While I was on Cape I got an angry call and text message from my friend regarding the Red Sox. Well, not the Red Sox, but rather Rhino Bar.
I hate Rhino Bar. Hate, hate, hate. I've mentioned this before, but it bears repeating: I hate the Georgetown crowd, I hate Georgetown prices, and I hate Georgetown collars. The last time I went to Rhino was for the Patriots-Eagles Super Bowl. The place considers itself to be a big Eagles bar so my friend and I got there first to be contrarian assholes and celebrate after the Eagles inevitably lost.
The thing is, the place is a Red Sox bar too. That's right. Check out the bottom of their website. The place affiliates itself with the Boston Red Sox, Philadelphia Eagles, Syracuse Orange, Ohio State Buckeyes, and the Penn State Nittany Lions. The last two teams are especially egregious since they're conference rivals. That's like being a R***kins and Cowboys bar.
So, Rhino has a huge banner on their balcony. "Go Red Sox!" and other stuff like that. So my friend wants to go to Rhino and get good and toasted on Saturday night while watching the game with his fellow Sox fans.
Except Rhino refuses to show the game.
The bar with a gigantic Red Sox banner is only showing the Penn State-Ohio State football game on Saturday night. I guess two loyalties playing each other somehow trumpets the World Fucking Series.
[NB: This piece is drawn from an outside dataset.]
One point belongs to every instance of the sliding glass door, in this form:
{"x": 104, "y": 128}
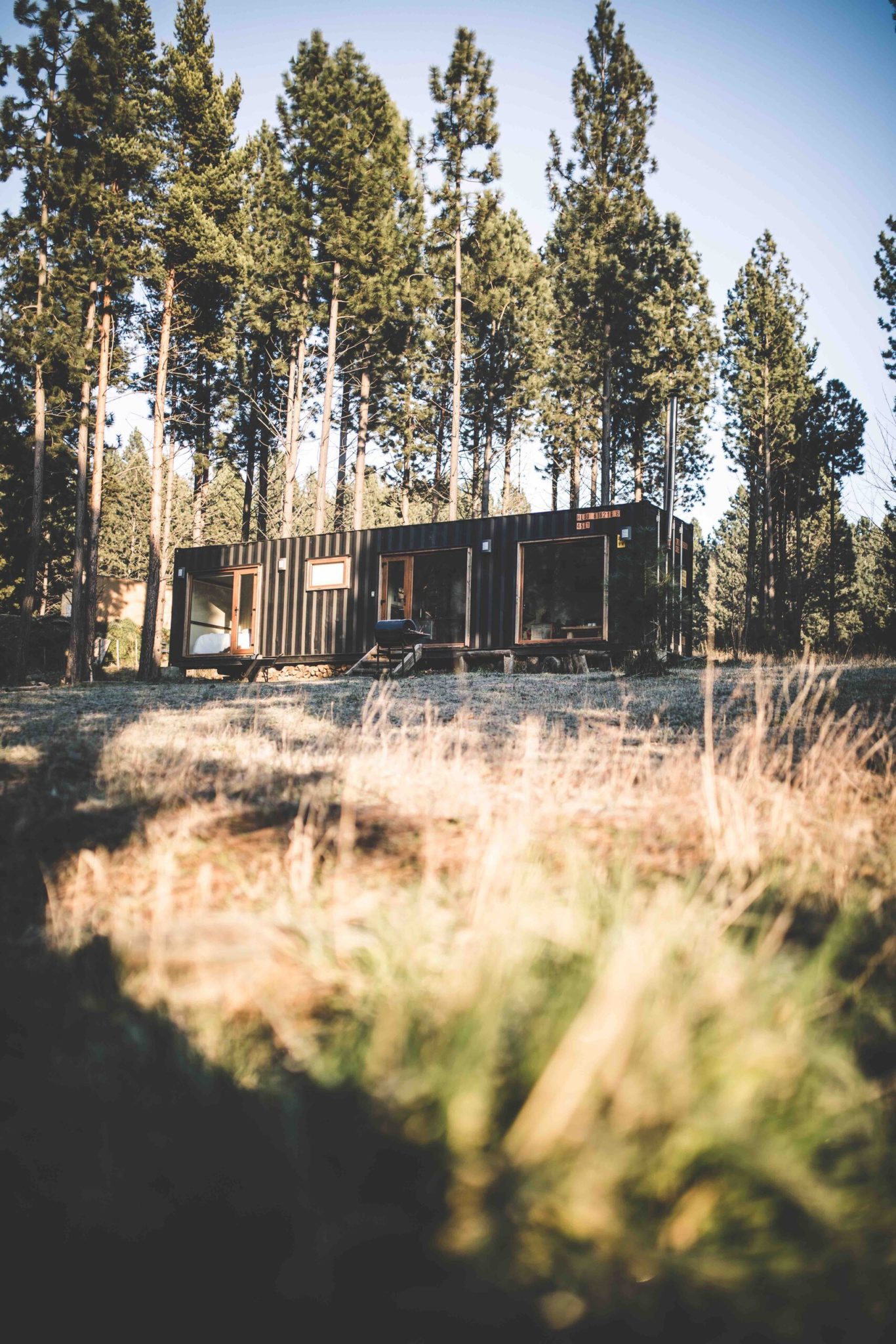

I don't ask for sympathy. Boston sports fans certainly don't need it. A lot of Internet space has been devoted to talking about just how good it must feel to root for Boston teams in 2007. And, man, it does feel good.
Red Sox fans, especially the countless "pink hats" that sprouted up after 2004, are a dime-a-dozen. They're so dime-a-dozen that I understand why a bar would want to tap into that fan base. But inorganic sports allegiances disgust me. And Rhino, just like almost every other Georgetown bar, is strikingly inorganic.